CHAPTER 6
Anthony Francini Junior collects nicknames like cow pats collect flies. Little Tony was how he was usually known. He hated it. Reminded him that his Dad, Big Tony, was still the man in charge. But being the son of a mob boss has its advantages. When Little Tony wanted to play baseball, Big Tony bought a going nowhere club called The Jets on the condition that his son made the first team every match. To be honest, the kid wasn’t half bad and, with Big Tony’s check-book bankrolling them they bought enough good players to fill out the rest of the roster. That was when Little Tony got his second nickname: Slugger.
When The Jets won the pennant for the first time in their history, ‘Slugger’ felt like celebrating. High on pills and booze he took his girlfriend, a wannabe model called Claire Daniels out for a spin in his new sports car – a present from Big Tony for doing so well. He managed to wrap it round a tree on a deserted stretch of highway. He was lucky. He walked away. Claire Daniels didn’t. He paid the price though. He busted his leg so bad he would walk with a limp from then on. It was the end of his baseball career and the start of his third nickname: Tony the Gimp. Not that anyone called him that to his face. Not if they wanted to keep breathing that is. After that, he went to work for his father. Turns out he had a knack for it. If you wanted someone gone, Little Tony was your guy. It earned him his last nickname: The Magician. This one he liked.
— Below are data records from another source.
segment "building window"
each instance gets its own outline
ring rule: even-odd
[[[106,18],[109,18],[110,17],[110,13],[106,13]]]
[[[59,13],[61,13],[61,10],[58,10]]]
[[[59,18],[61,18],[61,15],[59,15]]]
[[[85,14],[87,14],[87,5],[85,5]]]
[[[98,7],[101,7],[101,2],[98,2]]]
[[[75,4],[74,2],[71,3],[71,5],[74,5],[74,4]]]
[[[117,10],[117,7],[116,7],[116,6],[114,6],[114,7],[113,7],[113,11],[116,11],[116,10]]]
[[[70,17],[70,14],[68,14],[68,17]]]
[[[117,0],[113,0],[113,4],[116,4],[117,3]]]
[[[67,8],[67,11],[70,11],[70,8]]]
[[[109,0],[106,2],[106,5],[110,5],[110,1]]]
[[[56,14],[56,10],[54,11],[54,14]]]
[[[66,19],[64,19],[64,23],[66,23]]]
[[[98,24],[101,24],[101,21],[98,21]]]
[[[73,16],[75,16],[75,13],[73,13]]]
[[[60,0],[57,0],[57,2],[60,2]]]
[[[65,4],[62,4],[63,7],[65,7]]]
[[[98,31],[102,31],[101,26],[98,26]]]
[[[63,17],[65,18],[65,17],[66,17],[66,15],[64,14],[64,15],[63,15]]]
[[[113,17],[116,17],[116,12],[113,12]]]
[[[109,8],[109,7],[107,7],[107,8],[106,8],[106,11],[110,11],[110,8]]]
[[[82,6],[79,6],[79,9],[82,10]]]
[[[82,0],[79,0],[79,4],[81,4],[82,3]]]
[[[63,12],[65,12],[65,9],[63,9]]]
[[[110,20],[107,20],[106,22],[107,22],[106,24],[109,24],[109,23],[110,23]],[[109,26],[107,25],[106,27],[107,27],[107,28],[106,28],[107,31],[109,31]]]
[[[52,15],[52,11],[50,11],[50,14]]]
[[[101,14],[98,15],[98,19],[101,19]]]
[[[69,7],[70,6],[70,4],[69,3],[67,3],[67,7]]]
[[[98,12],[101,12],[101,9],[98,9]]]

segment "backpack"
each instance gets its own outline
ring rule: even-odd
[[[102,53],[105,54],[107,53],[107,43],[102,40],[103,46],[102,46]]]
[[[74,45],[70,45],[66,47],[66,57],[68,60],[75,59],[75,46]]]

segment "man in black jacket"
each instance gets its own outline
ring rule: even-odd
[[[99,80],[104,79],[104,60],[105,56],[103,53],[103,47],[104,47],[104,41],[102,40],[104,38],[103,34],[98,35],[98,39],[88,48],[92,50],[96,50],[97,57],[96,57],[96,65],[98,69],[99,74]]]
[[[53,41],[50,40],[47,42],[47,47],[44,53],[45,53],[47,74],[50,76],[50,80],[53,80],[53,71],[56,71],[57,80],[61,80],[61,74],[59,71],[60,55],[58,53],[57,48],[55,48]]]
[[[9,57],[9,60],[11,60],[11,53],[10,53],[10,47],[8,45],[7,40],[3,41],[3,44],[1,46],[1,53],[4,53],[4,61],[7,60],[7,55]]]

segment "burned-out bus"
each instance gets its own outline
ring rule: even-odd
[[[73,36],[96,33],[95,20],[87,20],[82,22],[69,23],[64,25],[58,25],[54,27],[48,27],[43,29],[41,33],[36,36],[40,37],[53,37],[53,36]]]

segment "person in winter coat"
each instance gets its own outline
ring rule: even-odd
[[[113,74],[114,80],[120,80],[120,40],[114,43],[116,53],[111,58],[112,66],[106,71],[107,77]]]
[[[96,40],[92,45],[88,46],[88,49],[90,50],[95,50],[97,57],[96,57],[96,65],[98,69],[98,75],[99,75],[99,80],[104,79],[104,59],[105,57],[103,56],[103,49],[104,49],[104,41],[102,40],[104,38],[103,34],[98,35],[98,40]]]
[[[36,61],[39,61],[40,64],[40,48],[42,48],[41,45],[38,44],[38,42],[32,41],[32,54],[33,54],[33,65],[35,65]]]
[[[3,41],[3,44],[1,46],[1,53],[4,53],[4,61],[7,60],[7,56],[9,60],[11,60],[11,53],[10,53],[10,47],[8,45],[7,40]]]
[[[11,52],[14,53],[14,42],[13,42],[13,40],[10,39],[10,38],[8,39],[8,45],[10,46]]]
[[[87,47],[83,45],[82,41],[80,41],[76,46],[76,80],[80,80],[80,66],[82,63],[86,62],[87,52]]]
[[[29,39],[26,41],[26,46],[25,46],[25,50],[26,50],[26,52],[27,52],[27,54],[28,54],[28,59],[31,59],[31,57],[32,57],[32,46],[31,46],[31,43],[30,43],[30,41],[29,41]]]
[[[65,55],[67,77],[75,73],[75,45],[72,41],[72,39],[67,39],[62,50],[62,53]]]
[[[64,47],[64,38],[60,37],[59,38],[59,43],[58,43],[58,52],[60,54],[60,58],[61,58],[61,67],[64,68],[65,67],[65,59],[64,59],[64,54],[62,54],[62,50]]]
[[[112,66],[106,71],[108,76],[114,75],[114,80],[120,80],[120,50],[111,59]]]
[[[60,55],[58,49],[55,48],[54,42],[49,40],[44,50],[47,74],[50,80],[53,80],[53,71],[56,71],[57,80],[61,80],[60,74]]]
I checked myself out of the hospital the next morning. I found the nearest pay phone and put in a call to the Daily Clarion. When the switchboard answered, I asked for Steve Babbidge. It was still early, but Steve was already at his desk. I gave him the names Rachel had given me and asked him to dig around, see what connections he could come up with. He wanted to know why, of course, but he had to make do with it being something big and, if it panned out, he would get the scoop. Steve’s an okay guy. Better than that, he knows he can trust me, so he agreed to do some digging. I told him I’d call back later. Then, I took the bus to my apartment, ditched my torn and blood stained clothes and showered. I wiped the steam from the bathroom mirror and took a look at myself. It wasn’t pretty. My nose was bandaged, both eyes were purple-black circles, the lids almost closed and there was a line of matching contusions across my ribcage. It couldn’t be helped. I dressed in a white shirt and tie, sport coat, slacks and loafers. My faithful Betsy was snug in a shoulder holster under my left arm-pit. Time to go visiting.
I broke out in a flop sweat as soon as I hit the sidewalk. The air was so hot it felt like it was boiling me from the inside out. It was still morning, but the light was dim, the sun struggling to find its way through the banks of black clouds that rolled down from the hills. Thunder rumbled in the distance. It made my skin crawl. A steady rhythm began to beat inside my head. I knew I had to do this fast, before the storm broke and washed me away.
I got lucky. The third cab company I tried had a driver called Whistler. A grease monkey took his head out from under a hood and said: ‘Sure, he works here. When he can be bothered that is.’ I wasn’t surprised. Somehow I hadn’t pegged this Whistler guy for employee of the month. The monkey directed me to the Dispatcher. The guy wasn’t too keen on doing me any favours, but when I told him Whistler owed me money and I meant to collect he had a change of heart. Seems Whistler wasn’t Mr Popularity either. Go figure. The Dispatcher put out a call but got no reply. ‘Probably taking his lunch break early, the lazy bastard,’ he said. Then he gave me the name of a diner that I could try. As I left, he said: ‘Hey, when you see him, tell him to get back on the streets or don’t bother coming back at all.’ I told him I would be happy to pass that on.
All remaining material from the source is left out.